Read more: Explainer: how does Keytruda treat melanoma and why is it so costly?
We may be able to identify a few people within various types of cancer most likely to benefit from checkpoint immunotherapy. For example, while checkpoint immunotherapy doesn’t help most bowel and prostate cancer patients, a small group of people whose cancers’ DNA isn’t able to repair properly have dramatic outcomes from checkpoint immunotherapy.
This lack of efficient DNA repair is called “mismatch repair deficiency”. Mismatch repair is one of the tools cells use to repair their DNA. Loss of mismatch repair leads to aggressive cancers that don’t respond to chemotherapy, but which throw up lots of targets for the immune system.
Up to a third of uterine cancers, 15% of bowel cancers, 15% of stomach cancers and perhaps 5% each of prostate, oesophageal, cervical and ovarian cancers have mismatch repair deficiency, potentially making them treatable with checkpoint immunotherapy.
Even when fully implemented, these strategies will leave many people who won’t benefit from checkpoint immunotherapy – but a huge number of new treatments, combinations and ideas are being tested in clinical trials.
Drugs that protect immune cells from toxic chemicals released by nearby cancer cells appear very promising. A myriad of new antibodies that block other immune checkpoints are in development. And we haven’t abandoned standard cancer treatments like blood-supply blocking drugs, radiotherapy or chemotherapy; these may help immunotherapy by killing enough cancer cells to recruit immune cells into tumours.
Should everyone with cancer take checkpoint immunotherapy? These drugs are safe overall, though people with autoimmune diseases (such as rheumatoid arthritis) need to be very cautious. This is because the underlying cause of checkpoint immunotherapy side effects, an overactive immune system, is very similar to the causes of autoimmune diseases.
And there is a social challenge: cost. We are privileged to have many publicly funded PBS-reimbursed cancer treatments in Australia, but drug costs are rising sharply. One solution will be to find more ways to identify the patients most likely to benefit from these drugs, so we’re not using expensive drugs to treat people for whom they won’t have an effect.

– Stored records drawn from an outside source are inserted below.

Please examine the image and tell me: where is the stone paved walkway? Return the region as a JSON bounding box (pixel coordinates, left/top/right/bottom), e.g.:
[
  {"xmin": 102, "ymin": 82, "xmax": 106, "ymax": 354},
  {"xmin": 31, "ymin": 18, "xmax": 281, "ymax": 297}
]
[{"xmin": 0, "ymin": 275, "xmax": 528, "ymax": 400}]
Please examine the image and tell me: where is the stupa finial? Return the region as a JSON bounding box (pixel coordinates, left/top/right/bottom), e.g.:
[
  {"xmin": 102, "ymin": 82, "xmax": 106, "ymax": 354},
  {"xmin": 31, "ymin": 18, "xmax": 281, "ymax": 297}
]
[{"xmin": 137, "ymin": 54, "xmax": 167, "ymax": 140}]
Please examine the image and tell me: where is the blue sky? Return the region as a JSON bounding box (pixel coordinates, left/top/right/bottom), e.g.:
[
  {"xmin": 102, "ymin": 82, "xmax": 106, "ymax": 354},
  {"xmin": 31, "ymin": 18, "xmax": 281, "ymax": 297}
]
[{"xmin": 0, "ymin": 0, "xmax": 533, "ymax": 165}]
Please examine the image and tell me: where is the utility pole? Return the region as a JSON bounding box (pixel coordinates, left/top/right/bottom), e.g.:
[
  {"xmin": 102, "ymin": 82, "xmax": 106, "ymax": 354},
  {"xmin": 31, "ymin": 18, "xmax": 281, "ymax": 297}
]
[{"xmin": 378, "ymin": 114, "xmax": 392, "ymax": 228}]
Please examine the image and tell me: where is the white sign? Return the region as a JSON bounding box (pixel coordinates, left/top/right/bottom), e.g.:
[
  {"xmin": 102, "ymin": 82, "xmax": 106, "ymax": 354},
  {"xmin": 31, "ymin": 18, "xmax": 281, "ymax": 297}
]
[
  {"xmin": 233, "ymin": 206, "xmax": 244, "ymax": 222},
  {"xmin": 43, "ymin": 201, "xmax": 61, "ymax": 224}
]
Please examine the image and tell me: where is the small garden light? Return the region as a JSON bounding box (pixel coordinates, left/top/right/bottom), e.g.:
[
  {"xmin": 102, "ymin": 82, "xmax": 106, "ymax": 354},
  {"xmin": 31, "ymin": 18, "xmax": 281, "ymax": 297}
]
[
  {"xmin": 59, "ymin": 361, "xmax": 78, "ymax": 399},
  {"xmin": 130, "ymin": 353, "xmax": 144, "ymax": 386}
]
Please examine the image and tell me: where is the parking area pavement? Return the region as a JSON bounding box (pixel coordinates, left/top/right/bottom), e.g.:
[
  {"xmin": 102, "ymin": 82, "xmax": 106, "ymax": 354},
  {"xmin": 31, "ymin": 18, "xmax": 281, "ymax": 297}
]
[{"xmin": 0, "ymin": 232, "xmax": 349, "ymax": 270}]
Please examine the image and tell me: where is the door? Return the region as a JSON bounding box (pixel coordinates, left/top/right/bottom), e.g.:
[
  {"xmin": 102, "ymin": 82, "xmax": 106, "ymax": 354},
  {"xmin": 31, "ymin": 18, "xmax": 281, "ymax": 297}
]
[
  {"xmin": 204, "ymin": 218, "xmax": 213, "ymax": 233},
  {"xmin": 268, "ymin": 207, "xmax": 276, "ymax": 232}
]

Another, perhaps complementary, strategy would be pay-for-performance – treat everyone, but only reimburse the manufacturer if the patient is helped. This might particularly assist people with rare cancers, where clinical trials are extremely hard to perform.
Checkpoint immunotherapy is a triumph – when it works. It’s important to temper our hopes with the knowledge that these promising drugs can’t yet help every person, with every cancer. But we’re working on it.